The thing about human expectations is that they are never bound by category. Amazon sets the bar for digital customer experience. Netflix sets the bar for entertainment. Apple sets the bar for intuitive technology. Every other business is judged accordingly.  Humans don’t make compassionate allowance for sectors or verticals in the endless battle for their time, attention and memory space. 

The chances of you remembering any marketing message at the end of each day are slight. If you do, it’s probably one that engaged your brain in an emotionally positive, unexpected but relevant way. The chances are it was from a B2C brand that understood both the value exchange for your attention and the right time, right place for the messaging.

Back in 2014 Bryan Kramer coined the term Human to Human (H2H), focusing on the fundamental parallels between B2B and B2C audiences – their brains.

It would appear that even with a business hat on the human brain remains neurologically the same, displaying textbook behavioural economics; busting the myth that B2B is a more logical sell.

Even the most logical human can’t suppress the emotional shortcuts built by the brain to generate feelings and priorities towards subjects. Without these initial feelings, there would be no subsequent logical consideration process, however long the buying cycle. Humans remember not what you said but how you made them feel.

Further to this, our brains do not magically rewire during B2B committee-based decision making. Emotion still leads.

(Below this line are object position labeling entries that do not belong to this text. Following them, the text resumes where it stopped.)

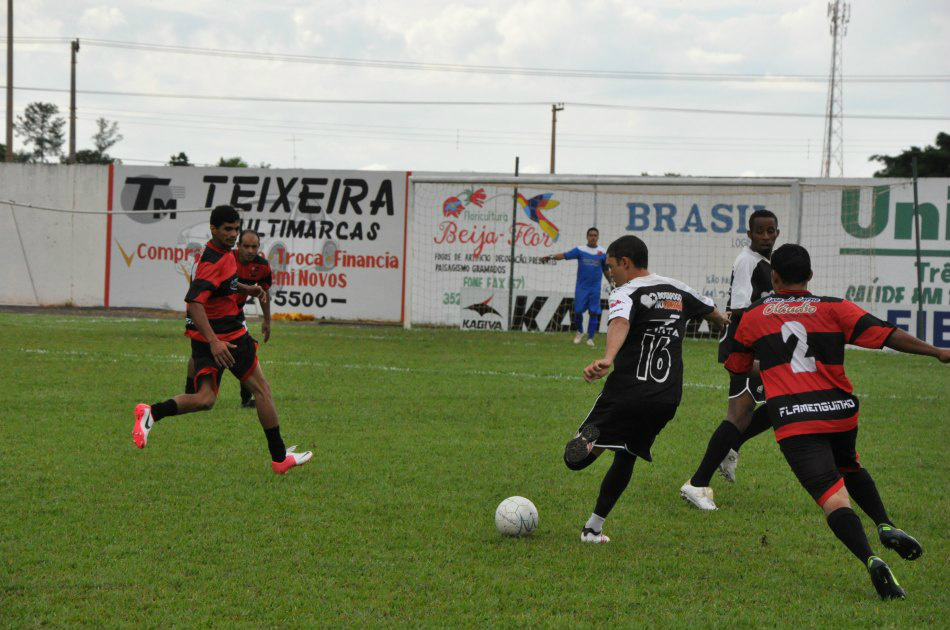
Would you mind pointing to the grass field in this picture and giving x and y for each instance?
(418, 435)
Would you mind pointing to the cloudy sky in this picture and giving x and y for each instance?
(502, 63)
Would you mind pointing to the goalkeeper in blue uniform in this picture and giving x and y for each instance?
(591, 265)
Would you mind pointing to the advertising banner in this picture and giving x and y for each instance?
(464, 239)
(863, 246)
(334, 239)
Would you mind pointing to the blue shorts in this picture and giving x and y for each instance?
(587, 300)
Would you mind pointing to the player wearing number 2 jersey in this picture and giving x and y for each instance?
(647, 322)
(799, 339)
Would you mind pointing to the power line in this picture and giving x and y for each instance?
(420, 103)
(387, 64)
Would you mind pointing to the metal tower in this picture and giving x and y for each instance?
(839, 13)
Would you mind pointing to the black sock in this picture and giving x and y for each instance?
(614, 483)
(164, 409)
(863, 490)
(725, 436)
(847, 527)
(275, 444)
(584, 463)
(760, 422)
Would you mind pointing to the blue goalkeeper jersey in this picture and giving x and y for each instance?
(591, 263)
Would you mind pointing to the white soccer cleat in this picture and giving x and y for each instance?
(143, 424)
(700, 497)
(291, 459)
(727, 467)
(590, 536)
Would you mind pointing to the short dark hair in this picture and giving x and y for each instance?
(246, 232)
(792, 263)
(762, 214)
(630, 247)
(224, 214)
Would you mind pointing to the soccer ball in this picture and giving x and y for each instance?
(516, 516)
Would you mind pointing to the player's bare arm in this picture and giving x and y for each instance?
(219, 349)
(904, 342)
(616, 334)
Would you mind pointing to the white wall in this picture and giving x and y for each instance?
(53, 258)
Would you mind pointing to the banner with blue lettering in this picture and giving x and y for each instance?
(334, 239)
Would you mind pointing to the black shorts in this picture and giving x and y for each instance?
(819, 460)
(245, 359)
(628, 425)
(740, 384)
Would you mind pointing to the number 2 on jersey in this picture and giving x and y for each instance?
(799, 362)
(655, 359)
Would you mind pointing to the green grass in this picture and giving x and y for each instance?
(417, 437)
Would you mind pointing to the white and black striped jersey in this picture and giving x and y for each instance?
(751, 281)
(649, 365)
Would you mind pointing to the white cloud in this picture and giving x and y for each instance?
(101, 19)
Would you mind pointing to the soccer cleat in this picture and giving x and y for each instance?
(143, 424)
(700, 497)
(727, 467)
(291, 459)
(579, 448)
(900, 541)
(588, 535)
(883, 580)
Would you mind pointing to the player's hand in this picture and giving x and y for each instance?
(597, 369)
(221, 352)
(265, 330)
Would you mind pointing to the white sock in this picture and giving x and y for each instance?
(595, 523)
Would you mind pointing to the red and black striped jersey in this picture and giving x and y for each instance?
(214, 286)
(799, 340)
(255, 272)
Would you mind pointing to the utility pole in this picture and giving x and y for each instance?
(555, 108)
(74, 48)
(833, 149)
(9, 151)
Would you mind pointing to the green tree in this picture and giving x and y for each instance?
(106, 136)
(932, 161)
(235, 161)
(42, 126)
(179, 160)
(18, 156)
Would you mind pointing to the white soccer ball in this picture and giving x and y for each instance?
(516, 516)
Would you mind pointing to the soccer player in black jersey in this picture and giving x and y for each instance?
(219, 340)
(751, 280)
(647, 322)
(799, 340)
(252, 269)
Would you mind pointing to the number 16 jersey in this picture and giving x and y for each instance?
(799, 340)
(649, 365)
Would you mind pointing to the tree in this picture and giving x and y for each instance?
(93, 156)
(41, 126)
(235, 161)
(18, 156)
(932, 161)
(179, 160)
(107, 136)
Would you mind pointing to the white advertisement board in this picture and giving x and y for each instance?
(334, 239)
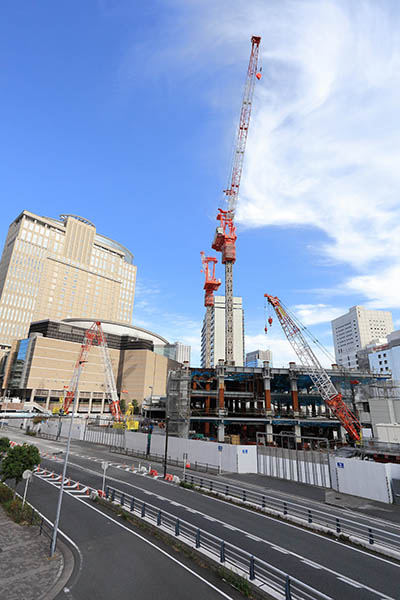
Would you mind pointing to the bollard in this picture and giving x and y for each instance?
(252, 575)
(222, 552)
(338, 529)
(370, 536)
(288, 594)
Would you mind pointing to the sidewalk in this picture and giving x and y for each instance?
(26, 570)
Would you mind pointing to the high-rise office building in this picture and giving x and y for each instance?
(58, 269)
(217, 333)
(354, 330)
(257, 358)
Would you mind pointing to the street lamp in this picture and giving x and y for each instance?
(60, 495)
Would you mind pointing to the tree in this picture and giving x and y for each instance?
(4, 446)
(18, 460)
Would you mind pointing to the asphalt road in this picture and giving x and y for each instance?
(332, 567)
(116, 561)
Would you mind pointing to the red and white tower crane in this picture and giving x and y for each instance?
(211, 285)
(332, 398)
(95, 334)
(225, 235)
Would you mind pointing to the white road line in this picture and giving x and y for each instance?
(109, 518)
(254, 537)
(353, 583)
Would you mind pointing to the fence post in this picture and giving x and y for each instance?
(288, 594)
(370, 536)
(222, 552)
(252, 569)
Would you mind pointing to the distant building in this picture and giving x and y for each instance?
(177, 351)
(257, 358)
(218, 332)
(354, 330)
(386, 359)
(39, 368)
(62, 268)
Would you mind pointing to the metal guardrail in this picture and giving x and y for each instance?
(344, 525)
(172, 462)
(241, 562)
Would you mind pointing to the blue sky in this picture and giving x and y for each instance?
(124, 112)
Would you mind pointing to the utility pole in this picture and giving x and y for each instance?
(166, 446)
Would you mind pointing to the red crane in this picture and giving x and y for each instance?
(211, 285)
(332, 398)
(95, 333)
(225, 235)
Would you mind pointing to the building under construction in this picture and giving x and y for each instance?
(241, 401)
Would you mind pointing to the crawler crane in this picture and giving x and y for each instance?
(332, 398)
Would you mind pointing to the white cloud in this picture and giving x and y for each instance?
(312, 314)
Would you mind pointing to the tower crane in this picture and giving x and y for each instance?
(225, 235)
(95, 333)
(211, 285)
(332, 398)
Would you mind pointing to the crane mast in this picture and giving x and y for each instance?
(332, 398)
(211, 285)
(95, 332)
(225, 235)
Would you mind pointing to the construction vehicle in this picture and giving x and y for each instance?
(225, 235)
(332, 398)
(211, 285)
(96, 335)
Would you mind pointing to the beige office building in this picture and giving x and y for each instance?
(58, 269)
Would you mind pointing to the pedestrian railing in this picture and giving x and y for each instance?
(261, 574)
(173, 462)
(339, 525)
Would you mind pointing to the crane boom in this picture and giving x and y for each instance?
(225, 235)
(95, 332)
(332, 398)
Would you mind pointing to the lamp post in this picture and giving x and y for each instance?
(166, 446)
(60, 495)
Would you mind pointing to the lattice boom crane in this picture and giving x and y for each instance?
(95, 333)
(225, 235)
(332, 398)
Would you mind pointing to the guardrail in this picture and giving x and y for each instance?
(172, 462)
(339, 525)
(255, 570)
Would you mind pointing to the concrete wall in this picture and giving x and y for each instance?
(363, 478)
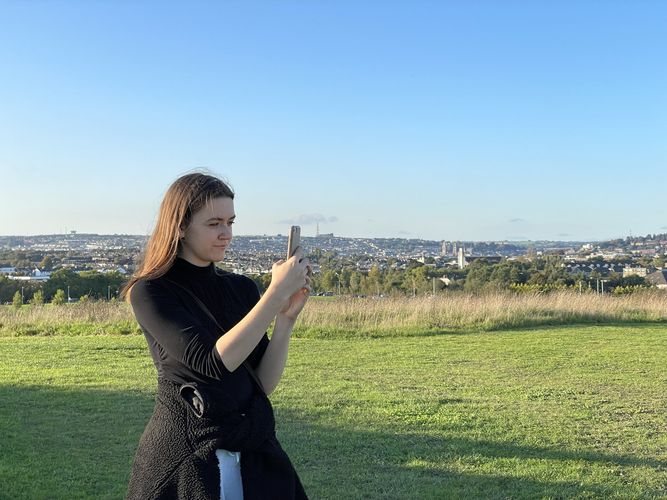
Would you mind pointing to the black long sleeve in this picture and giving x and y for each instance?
(182, 338)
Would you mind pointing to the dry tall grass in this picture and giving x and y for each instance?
(462, 311)
(346, 315)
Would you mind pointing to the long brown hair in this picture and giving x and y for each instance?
(182, 200)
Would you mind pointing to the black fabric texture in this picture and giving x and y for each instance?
(201, 406)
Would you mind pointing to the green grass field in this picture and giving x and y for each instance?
(561, 412)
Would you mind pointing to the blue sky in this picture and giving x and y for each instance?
(484, 120)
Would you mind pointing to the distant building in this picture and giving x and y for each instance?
(36, 275)
(635, 271)
(658, 278)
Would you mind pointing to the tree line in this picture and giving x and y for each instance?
(344, 278)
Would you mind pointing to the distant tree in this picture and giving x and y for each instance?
(58, 297)
(37, 298)
(17, 302)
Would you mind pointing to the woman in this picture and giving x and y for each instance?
(212, 433)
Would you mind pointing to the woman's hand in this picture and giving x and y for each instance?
(296, 302)
(290, 283)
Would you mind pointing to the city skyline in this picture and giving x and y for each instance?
(439, 121)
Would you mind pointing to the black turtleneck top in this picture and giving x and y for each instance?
(180, 335)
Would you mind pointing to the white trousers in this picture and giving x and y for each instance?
(231, 487)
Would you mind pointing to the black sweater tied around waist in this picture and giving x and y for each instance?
(176, 454)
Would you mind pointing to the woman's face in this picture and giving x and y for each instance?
(209, 233)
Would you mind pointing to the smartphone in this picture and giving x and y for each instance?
(293, 240)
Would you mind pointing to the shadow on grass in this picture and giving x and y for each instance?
(80, 444)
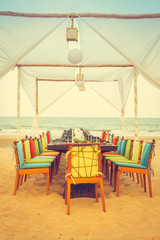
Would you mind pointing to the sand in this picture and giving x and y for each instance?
(31, 214)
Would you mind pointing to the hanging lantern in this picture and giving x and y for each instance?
(72, 33)
(75, 56)
(82, 88)
(79, 79)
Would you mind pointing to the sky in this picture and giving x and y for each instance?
(85, 102)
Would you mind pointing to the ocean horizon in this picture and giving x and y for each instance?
(146, 126)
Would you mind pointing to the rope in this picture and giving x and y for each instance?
(69, 175)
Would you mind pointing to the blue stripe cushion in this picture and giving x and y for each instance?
(146, 154)
(36, 165)
(132, 165)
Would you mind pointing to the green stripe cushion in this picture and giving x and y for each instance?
(20, 154)
(35, 165)
(128, 149)
(132, 165)
(146, 154)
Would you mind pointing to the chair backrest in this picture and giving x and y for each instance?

Perhaps even more so as committee members compete for their own differing agendas within a business, post-rationalising with logic where convenient.

This isn’t creative conjecture, it’s neurology. FMRI scanning along the human brain’s action pathways, has revealed how emotion is translated into action, proving we use emotion as both an appraisal tool and a guide for behaviour.

If a message doesn’t make us feel something, we are unlikely to act on it. That’s not good business in any language.

The H2H declaration was my passport to cross codes from two decades of creative B2C advertising into the world of B2B technology marketing at April Six. Filling funnels might have been new terminology, but fuelling feelings was second nature in a career working with nearly a hundred B2C brands.

Over the past two years at April Six, forward-thinking tech brands like Symantec, Lenovo and SAS have embraced a more creative H2H approach, allowing character creation (a B2C stalwart) to drive award-winning engagement across multiple channels.  There’s lots to be said for having engaging brand spokespeople, especially if what you’re selling is hardcore technology.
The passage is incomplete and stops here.